Americans buying seafood from U.S. grocery stores or restaurants may unwittingly be helping to fund North Korea's nuclear weapons program, a new report indicates.

U.S. companies are not allowed to import products from North Korea or products made by North Korean workers. But according to an investigative report from The Associated Press, North Korea is exporting laborers to processing companies in China.

At large processing plants in Hunchun in Northeast China, North Korean workers prepare and package fish and seafood that is transported back to the U.S. and sold in grocery stores and restaurants. The workers are closely monitored and not allowed to leave without permission. They live at the compound and don't have privacy, phones, or email. A large portion of those workers' wages is paid directly to North Korea's government.

North Korea is banned from exporting many goods, but it's sending tens of thousands of workers around the world. Those workers receive only a small fraction of their paychecks. The rest of their wages go to North Korea.

AP estimates those could be generating between $200 million and $500 million a year for Kim Jong Un's government. Those funds "could account for a sizable portion of North Korea's nuclear weapons and missile programs, which South Korea says have cost more than $1 billion."

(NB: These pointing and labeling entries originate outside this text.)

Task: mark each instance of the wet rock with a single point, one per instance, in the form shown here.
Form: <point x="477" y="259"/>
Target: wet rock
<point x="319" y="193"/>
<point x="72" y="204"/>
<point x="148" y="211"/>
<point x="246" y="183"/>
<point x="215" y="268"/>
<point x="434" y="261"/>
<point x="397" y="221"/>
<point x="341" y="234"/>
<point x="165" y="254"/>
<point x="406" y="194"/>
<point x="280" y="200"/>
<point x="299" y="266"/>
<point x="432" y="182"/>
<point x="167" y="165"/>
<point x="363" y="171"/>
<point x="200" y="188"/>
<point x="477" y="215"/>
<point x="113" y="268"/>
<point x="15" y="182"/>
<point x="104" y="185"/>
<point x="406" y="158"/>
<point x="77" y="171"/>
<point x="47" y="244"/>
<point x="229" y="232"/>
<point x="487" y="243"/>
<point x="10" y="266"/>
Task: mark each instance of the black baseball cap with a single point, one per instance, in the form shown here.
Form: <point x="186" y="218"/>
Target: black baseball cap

The report found packages of snow crab, salmon fillets, squid rings, and more that were prepared by North Korean workers in Hunchun and imported by American distributors. Many of the items prepared at the Hunchun plants are in generic packaging meant to be resold or relabeled under different names. Some of the packages at the plant, however, were branded for Walmart or Sea Queen, a house brand of seafood that is sold exclusively at Aldi.

Walmart says it cut ties with the factory a year ago over concerns with forced labor at the Hunchun plant. But because much of the seafood is shipped in generic packaging, it could wind up at other stores, and nobody buying dinner for their family would know where it came from. The possibility of unwittingly funding North Korea's nuclear arsenal is definitely one of the top 10 reasons to avoid supermarket seafood.